Cyclades and Dodecanese islands celebrate Easter with lambriano, lamb or goat stuffed with rice and innards, various regional variations. Aug 15th too.

Close-up of Greek ‘Lambriano’ food means lamb stuffed with rice and cooked in the oven

On the islands of the Cyclades and Dodecanese, lambriati or lambriano, lamb or goat stuffed with rice and offal, is made instead of lamb-on-the-spit for Easter Sunday as is traditional for the rest of Greece.

The stuffing is made using all of the lamb innards (the liver, lungs, heart, spleen) combined with two cups of yellow rice, two cups of water, a large dry onion, oil, butter, tomato juice, salt and pepper.

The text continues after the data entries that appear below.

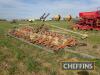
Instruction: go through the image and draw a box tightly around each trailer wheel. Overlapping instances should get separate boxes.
[90,29,93,30]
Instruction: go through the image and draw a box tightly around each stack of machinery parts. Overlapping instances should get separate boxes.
[9,25,77,52]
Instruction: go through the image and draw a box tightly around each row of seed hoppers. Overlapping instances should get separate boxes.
[9,25,77,52]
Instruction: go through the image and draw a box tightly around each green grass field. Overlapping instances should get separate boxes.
[0,20,100,75]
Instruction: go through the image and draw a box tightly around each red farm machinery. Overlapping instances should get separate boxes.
[74,9,100,30]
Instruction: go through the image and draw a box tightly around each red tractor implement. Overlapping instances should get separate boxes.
[74,10,100,30]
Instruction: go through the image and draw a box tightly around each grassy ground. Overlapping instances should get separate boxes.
[0,20,100,75]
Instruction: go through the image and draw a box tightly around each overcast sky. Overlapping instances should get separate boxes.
[0,0,100,19]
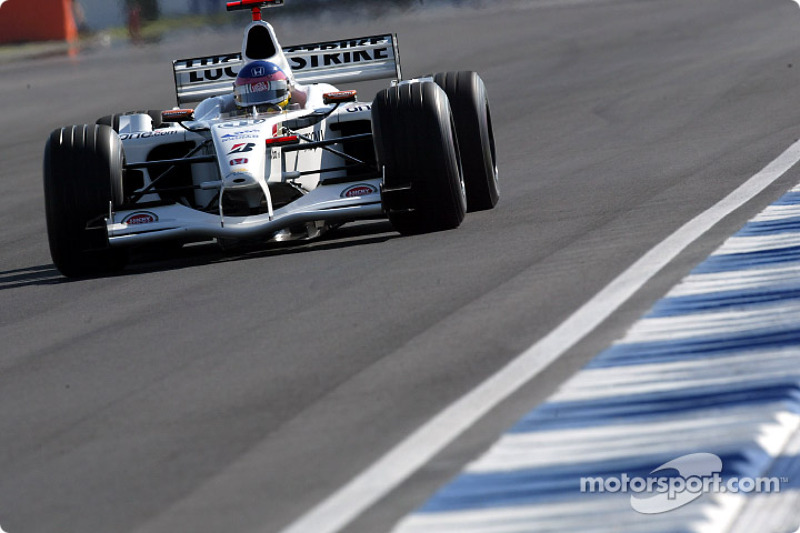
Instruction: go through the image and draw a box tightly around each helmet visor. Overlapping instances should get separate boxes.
[234,79,290,107]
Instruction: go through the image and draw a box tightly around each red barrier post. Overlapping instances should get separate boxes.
[0,0,78,44]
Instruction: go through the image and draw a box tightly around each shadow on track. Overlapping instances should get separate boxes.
[0,221,399,287]
[0,264,66,290]
[71,221,400,278]
[124,220,399,275]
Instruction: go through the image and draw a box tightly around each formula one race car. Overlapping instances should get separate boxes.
[44,0,499,277]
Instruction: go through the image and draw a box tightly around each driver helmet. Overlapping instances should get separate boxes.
[234,60,290,111]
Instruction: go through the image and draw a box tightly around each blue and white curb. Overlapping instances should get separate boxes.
[392,187,800,533]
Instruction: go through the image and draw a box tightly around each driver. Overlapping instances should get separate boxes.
[234,60,305,112]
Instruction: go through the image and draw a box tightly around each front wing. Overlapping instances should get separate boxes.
[107,178,383,246]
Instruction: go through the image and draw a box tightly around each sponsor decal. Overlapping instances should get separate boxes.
[341,183,378,198]
[220,130,260,141]
[306,130,324,143]
[220,134,259,141]
[182,54,240,83]
[346,104,372,113]
[288,48,390,71]
[119,131,179,141]
[123,212,158,225]
[181,34,394,84]
[219,119,266,129]
[251,65,267,77]
[178,36,393,84]
[285,36,392,71]
[229,158,249,166]
[228,142,256,154]
[285,36,392,54]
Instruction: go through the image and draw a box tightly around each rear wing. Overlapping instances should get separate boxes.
[172,34,401,106]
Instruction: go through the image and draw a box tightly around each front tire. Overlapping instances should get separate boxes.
[44,124,128,277]
[372,81,466,235]
[433,71,499,212]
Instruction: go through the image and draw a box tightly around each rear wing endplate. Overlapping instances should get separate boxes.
[172,34,401,106]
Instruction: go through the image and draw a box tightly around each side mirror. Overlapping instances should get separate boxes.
[323,90,358,105]
[161,109,195,122]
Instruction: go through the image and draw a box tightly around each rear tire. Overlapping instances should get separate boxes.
[432,71,499,212]
[372,82,466,235]
[44,124,128,277]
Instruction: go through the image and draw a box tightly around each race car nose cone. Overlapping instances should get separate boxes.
[223,172,259,190]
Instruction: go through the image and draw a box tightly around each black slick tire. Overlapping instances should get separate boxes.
[44,124,128,278]
[433,71,499,211]
[372,81,466,235]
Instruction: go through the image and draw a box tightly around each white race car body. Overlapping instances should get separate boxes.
[107,18,400,247]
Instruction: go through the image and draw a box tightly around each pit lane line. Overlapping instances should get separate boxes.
[275,139,800,533]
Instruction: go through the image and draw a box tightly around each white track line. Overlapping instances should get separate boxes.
[275,140,800,533]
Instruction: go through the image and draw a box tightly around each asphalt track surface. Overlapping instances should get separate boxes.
[3,1,800,532]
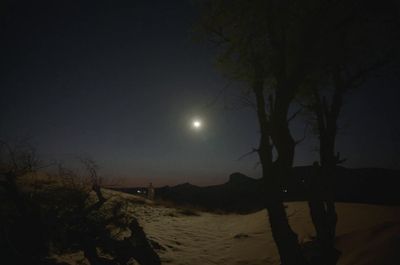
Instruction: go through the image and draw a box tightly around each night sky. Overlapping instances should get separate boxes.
[1,0,399,186]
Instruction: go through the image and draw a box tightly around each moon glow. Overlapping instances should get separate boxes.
[192,119,202,130]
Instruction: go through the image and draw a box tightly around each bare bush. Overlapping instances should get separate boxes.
[1,145,161,265]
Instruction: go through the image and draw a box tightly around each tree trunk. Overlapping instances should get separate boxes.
[306,87,342,264]
[253,78,308,265]
[267,198,307,265]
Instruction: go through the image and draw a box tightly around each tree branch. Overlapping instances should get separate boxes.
[237,148,258,161]
[287,108,303,123]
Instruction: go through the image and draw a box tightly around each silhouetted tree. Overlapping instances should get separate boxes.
[0,140,49,264]
[199,1,399,264]
[300,1,400,263]
[198,1,344,264]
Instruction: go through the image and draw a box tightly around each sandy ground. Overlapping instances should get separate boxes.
[139,203,400,265]
[59,190,400,265]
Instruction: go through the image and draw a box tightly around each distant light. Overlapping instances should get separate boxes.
[137,190,141,193]
[283,189,288,193]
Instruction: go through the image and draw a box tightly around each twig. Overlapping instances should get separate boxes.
[237,148,258,161]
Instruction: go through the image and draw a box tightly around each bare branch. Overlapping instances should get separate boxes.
[80,157,106,205]
[237,148,258,161]
[295,123,310,145]
[344,57,391,90]
[204,81,233,109]
[287,108,303,123]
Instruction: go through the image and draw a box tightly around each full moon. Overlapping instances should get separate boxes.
[192,119,202,130]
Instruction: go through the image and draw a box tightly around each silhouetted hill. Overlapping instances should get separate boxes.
[155,173,264,213]
[114,167,400,213]
[228,172,255,184]
[331,167,400,204]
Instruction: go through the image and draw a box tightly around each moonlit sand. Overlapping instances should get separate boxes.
[54,190,400,265]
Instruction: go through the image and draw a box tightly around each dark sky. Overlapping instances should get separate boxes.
[1,0,399,186]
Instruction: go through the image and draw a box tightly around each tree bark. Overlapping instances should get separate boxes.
[306,80,343,264]
[253,78,308,265]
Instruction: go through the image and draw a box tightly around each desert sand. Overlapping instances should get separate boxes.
[57,190,400,265]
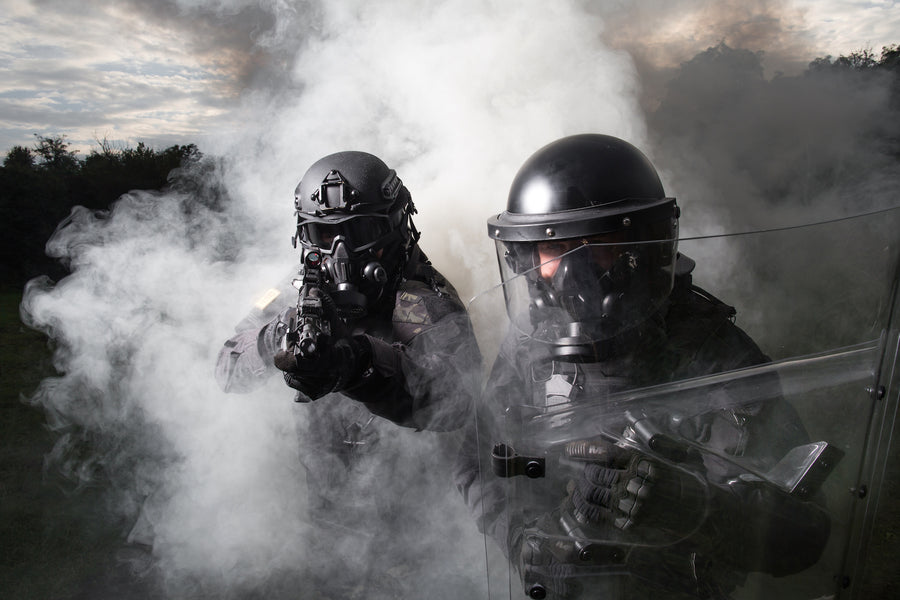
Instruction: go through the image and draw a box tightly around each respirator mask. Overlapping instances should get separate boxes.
[496,237,676,355]
[298,217,398,319]
[292,152,417,320]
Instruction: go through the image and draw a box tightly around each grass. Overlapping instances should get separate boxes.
[0,289,155,600]
[0,288,59,596]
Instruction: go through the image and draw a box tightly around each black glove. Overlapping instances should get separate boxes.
[567,442,658,532]
[514,512,730,600]
[513,520,581,600]
[566,440,708,539]
[273,335,371,400]
[256,307,371,400]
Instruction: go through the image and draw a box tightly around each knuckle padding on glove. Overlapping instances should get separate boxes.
[572,453,658,528]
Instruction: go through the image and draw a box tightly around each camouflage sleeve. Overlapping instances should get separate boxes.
[214,276,297,394]
[342,279,483,432]
[215,328,272,393]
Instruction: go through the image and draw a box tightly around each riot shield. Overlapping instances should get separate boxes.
[466,207,900,600]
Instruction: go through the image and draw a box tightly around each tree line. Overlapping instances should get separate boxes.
[0,136,200,287]
[1,44,898,291]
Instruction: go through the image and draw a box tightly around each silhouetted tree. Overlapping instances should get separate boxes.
[0,137,200,288]
[33,135,79,173]
[807,45,899,73]
[3,145,35,170]
[881,45,900,71]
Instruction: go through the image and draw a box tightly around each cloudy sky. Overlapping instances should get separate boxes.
[1,0,898,157]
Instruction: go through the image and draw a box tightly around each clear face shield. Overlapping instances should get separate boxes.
[467,207,900,600]
[494,226,677,357]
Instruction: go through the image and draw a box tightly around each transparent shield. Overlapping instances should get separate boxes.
[466,207,900,600]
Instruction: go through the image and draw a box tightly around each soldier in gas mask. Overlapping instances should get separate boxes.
[456,134,831,599]
[216,150,479,425]
[216,151,481,596]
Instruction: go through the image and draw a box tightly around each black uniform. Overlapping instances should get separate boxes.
[455,264,830,599]
[216,246,481,596]
[216,245,480,432]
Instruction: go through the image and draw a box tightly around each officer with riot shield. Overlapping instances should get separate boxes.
[456,134,833,599]
[216,151,482,596]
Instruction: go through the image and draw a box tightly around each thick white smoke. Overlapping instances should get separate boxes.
[18,0,900,597]
[212,0,647,299]
[20,1,649,597]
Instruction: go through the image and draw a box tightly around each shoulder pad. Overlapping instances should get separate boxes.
[392,278,464,338]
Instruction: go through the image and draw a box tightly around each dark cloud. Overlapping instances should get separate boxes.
[648,42,900,229]
[3,0,896,154]
[640,40,900,363]
[584,0,820,113]
[78,0,291,90]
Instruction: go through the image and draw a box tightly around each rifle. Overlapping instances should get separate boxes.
[283,248,332,360]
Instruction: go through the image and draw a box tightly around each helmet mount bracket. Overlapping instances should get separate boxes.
[310,169,359,214]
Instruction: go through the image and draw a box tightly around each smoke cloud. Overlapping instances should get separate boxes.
[644,41,900,357]
[18,0,900,598]
[20,1,645,597]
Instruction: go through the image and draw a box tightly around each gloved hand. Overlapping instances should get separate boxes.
[567,442,658,532]
[513,511,725,600]
[257,307,371,400]
[565,440,707,537]
[513,521,581,600]
[257,308,293,360]
[273,335,370,400]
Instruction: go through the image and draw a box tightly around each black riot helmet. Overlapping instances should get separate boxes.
[293,151,418,318]
[487,134,680,355]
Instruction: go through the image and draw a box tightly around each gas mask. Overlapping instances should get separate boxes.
[537,249,639,321]
[515,241,673,355]
[316,237,389,319]
[531,248,628,338]
[291,152,418,320]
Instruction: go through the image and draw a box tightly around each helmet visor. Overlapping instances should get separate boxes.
[296,214,396,254]
[495,235,677,345]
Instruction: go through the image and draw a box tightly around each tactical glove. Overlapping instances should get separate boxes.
[257,309,292,361]
[512,519,581,600]
[569,449,656,531]
[273,335,371,401]
[565,440,707,538]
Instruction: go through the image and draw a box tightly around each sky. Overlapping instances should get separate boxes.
[0,0,898,156]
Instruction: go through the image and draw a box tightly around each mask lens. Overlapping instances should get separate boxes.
[301,223,342,250]
[301,216,394,253]
[345,217,392,249]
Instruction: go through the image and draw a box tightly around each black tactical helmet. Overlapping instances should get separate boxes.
[293,151,418,317]
[488,134,677,244]
[487,134,680,349]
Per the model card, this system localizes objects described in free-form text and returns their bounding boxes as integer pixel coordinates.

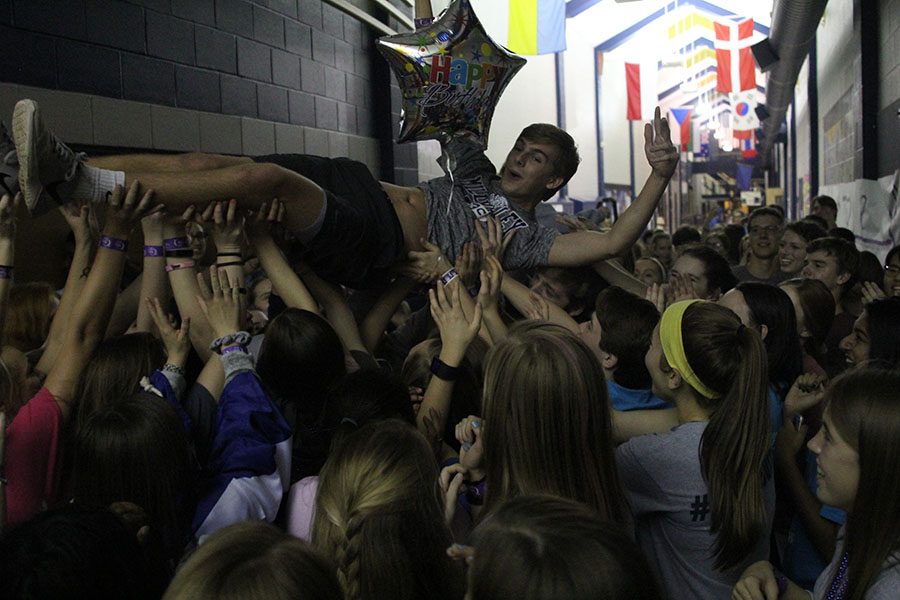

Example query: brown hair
[519,123,580,200]
[595,286,660,389]
[780,278,835,363]
[311,420,461,600]
[666,302,770,570]
[481,322,628,524]
[825,367,900,600]
[468,495,663,600]
[163,522,342,600]
[807,236,860,289]
[2,282,56,352]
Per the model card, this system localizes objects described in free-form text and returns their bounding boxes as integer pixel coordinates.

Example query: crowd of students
[0,99,899,600]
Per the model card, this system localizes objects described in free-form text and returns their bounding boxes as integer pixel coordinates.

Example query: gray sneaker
[0,122,20,197]
[12,99,84,215]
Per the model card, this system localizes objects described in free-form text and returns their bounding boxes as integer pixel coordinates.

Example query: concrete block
[253,5,284,48]
[221,74,257,117]
[0,83,21,130]
[275,122,304,153]
[334,39,353,72]
[215,0,253,37]
[300,57,325,94]
[92,97,152,148]
[238,37,272,82]
[314,96,337,130]
[337,102,355,134]
[312,29,335,67]
[13,0,86,39]
[272,48,300,89]
[343,15,362,48]
[267,0,296,19]
[199,112,242,154]
[122,54,176,106]
[324,66,345,101]
[321,2,343,38]
[327,130,348,157]
[288,90,315,127]
[176,66,221,112]
[17,86,94,145]
[257,83,289,122]
[346,134,366,163]
[241,117,275,155]
[298,1,321,29]
[0,25,57,89]
[196,26,236,74]
[85,0,145,52]
[303,126,329,156]
[172,0,215,25]
[151,104,200,151]
[147,11,195,64]
[285,19,312,58]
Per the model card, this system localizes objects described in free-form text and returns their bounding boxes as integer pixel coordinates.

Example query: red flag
[715,19,755,93]
[741,131,758,158]
[626,62,642,120]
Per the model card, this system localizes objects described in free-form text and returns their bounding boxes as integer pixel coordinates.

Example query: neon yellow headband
[659,300,721,400]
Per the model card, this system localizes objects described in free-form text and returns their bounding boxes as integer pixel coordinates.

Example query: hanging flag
[715,18,756,93]
[736,162,754,191]
[691,118,702,154]
[741,131,758,159]
[697,129,710,158]
[508,0,566,55]
[625,62,657,121]
[731,90,758,136]
[669,107,693,150]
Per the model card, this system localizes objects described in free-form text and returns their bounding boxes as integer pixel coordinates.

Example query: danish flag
[715,19,756,93]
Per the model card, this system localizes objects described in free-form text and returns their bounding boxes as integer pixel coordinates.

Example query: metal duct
[759,0,829,162]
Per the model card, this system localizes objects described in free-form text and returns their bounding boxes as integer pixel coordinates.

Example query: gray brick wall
[0,0,396,149]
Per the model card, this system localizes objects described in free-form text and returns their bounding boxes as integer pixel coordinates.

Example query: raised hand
[645,282,667,314]
[429,279,482,365]
[783,373,828,419]
[475,217,516,262]
[669,272,698,302]
[455,414,484,473]
[246,198,284,243]
[196,266,244,339]
[645,107,679,180]
[146,297,191,366]
[861,281,886,304]
[523,291,551,322]
[60,199,97,245]
[456,241,484,290]
[477,255,503,315]
[202,198,244,253]
[439,463,467,526]
[103,181,162,237]
[405,238,450,283]
[0,193,19,242]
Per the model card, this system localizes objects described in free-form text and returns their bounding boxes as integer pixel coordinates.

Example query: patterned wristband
[162,362,185,377]
[414,16,434,28]
[164,236,190,252]
[0,265,13,279]
[221,344,247,355]
[143,245,164,257]
[440,268,459,286]
[99,235,128,252]
[165,260,196,273]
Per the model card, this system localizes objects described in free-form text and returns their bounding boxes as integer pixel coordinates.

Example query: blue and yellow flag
[507,0,566,55]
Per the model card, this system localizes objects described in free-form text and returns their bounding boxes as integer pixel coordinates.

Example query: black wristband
[430,356,460,381]
[166,249,194,258]
[216,251,243,257]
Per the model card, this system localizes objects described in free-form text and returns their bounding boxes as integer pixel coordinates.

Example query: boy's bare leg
[87,152,253,173]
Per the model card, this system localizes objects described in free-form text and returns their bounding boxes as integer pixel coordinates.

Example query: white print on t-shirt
[457,176,529,233]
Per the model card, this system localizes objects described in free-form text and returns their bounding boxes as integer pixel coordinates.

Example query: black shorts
[253,154,405,289]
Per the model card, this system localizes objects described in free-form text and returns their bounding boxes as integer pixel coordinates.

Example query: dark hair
[824,367,900,600]
[256,309,346,480]
[70,392,194,561]
[530,265,606,320]
[784,220,827,244]
[734,283,803,390]
[649,230,671,245]
[2,282,56,353]
[679,245,737,296]
[828,227,856,244]
[672,225,702,247]
[673,303,770,570]
[519,123,581,200]
[865,297,900,368]
[812,194,837,213]
[163,522,342,600]
[855,251,883,286]
[748,206,784,225]
[0,504,167,600]
[780,278,835,363]
[722,224,746,264]
[468,495,663,600]
[595,286,660,389]
[801,214,829,230]
[322,368,416,450]
[75,333,167,430]
[807,237,860,289]
[885,245,900,267]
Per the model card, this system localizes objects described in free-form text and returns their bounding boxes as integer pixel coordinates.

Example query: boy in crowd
[811,195,838,230]
[801,236,860,376]
[732,206,788,285]
[648,230,673,271]
[11,100,678,290]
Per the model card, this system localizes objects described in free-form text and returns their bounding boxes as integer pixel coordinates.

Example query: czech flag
[670,107,693,151]
[715,18,756,93]
[508,0,566,55]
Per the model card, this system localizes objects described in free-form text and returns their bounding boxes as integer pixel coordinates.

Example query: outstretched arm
[548,107,678,266]
[0,194,19,331]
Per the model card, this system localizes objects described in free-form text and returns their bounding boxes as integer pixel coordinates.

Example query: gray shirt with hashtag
[417,139,558,271]
[616,421,776,600]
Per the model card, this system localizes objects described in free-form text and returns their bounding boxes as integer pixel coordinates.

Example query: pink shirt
[285,476,319,541]
[4,387,62,526]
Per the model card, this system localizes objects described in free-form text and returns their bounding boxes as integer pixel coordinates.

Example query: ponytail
[677,303,771,570]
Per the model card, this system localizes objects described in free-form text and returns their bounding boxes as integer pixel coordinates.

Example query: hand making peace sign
[644,106,680,180]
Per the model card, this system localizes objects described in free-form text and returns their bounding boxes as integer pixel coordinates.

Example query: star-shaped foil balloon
[376,0,526,149]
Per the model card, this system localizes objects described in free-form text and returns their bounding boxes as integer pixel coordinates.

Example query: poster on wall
[820,171,900,261]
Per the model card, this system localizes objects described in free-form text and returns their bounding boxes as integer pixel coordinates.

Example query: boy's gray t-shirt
[616,421,775,600]
[418,139,558,271]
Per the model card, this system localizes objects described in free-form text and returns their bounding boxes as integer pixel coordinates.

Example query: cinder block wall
[0,0,419,283]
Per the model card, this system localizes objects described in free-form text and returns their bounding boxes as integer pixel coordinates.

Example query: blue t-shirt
[781,448,847,590]
[607,380,671,411]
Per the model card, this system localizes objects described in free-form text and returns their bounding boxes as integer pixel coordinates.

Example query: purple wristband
[414,16,434,28]
[143,245,164,257]
[221,344,246,355]
[99,235,128,252]
[164,236,190,252]
[0,265,13,279]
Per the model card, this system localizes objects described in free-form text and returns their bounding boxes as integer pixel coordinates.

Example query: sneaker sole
[12,100,42,213]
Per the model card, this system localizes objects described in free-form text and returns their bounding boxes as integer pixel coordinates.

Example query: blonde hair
[163,521,341,600]
[481,321,628,524]
[2,282,56,352]
[311,420,461,600]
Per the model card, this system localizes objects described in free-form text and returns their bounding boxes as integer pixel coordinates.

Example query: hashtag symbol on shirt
[690,494,710,522]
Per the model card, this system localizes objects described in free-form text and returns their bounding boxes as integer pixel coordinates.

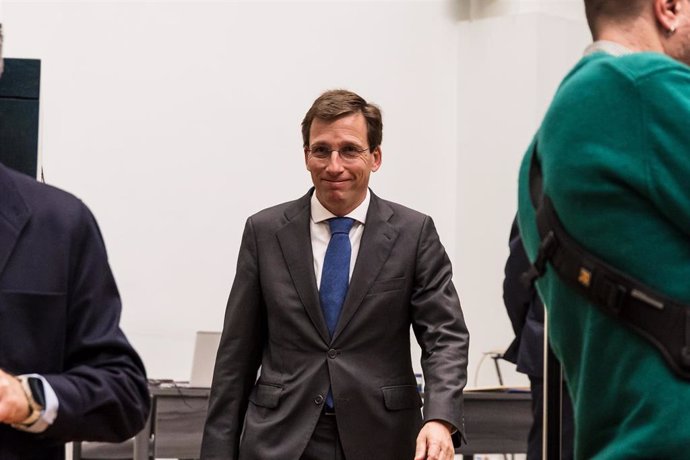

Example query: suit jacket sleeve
[201,217,265,459]
[41,203,150,442]
[502,217,531,363]
[410,215,469,442]
[502,216,545,374]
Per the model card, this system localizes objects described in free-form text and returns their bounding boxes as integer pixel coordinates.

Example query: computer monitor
[189,331,221,388]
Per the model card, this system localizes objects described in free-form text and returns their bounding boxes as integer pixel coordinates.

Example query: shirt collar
[583,40,634,57]
[311,189,370,225]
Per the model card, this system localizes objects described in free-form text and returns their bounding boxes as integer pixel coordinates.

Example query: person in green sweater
[517,0,690,458]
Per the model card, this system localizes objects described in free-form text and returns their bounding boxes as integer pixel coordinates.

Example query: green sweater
[518,51,690,459]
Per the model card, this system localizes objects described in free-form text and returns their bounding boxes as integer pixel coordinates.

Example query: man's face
[304,112,382,216]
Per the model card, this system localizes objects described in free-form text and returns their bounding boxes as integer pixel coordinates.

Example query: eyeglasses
[306,144,370,161]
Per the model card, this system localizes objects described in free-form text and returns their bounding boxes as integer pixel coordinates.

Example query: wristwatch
[16,375,45,427]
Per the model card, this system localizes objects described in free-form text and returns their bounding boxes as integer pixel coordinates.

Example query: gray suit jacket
[201,190,468,460]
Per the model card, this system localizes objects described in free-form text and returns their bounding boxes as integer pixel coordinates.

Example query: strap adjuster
[521,231,557,288]
[599,277,627,314]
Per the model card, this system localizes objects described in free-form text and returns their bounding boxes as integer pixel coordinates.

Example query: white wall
[2,0,590,387]
[456,1,590,386]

Preparations begin on Good Saturday. The lambriano is put in the oven and cooked slowly overnight. The Easter cuisine at Cyclades islands has different versions of labriano. In Andros, the goat is stuffed with lots of eggs, liver, herbs and a variety of local cheeses. In Naxos, they make something similar called batudo, which is goat or lamb stuffed with rice and chopped greens. In Astypalaea, the Easter lamb is called lambriano, in Andros lambriati, in Koufonissi psito (meaning roast), in Karpathos vizanti, in Kasos ofto (from ancient Greek where opto means ‘roasted’) stuffed with paspara (chopped innards sautéed with onion, garlic and olive oil), and then sewn up. In the island of Crete, the Easter lamb is not stuffed, but instead is prepared in the oven with potatoes. In the island of Sifnos, the Easter goat (preferred to lamb) is placed into a large covered clay pot in the oven, after being marinated for several hours, using a special local recipe, in a strong wine produced from dried grapes that are boiled, giving the goat a distinct aroma and flavor. In the islands of the Dodecanese, this particular dish is also served on the 15th of August for the celebration of the Virgin Mary.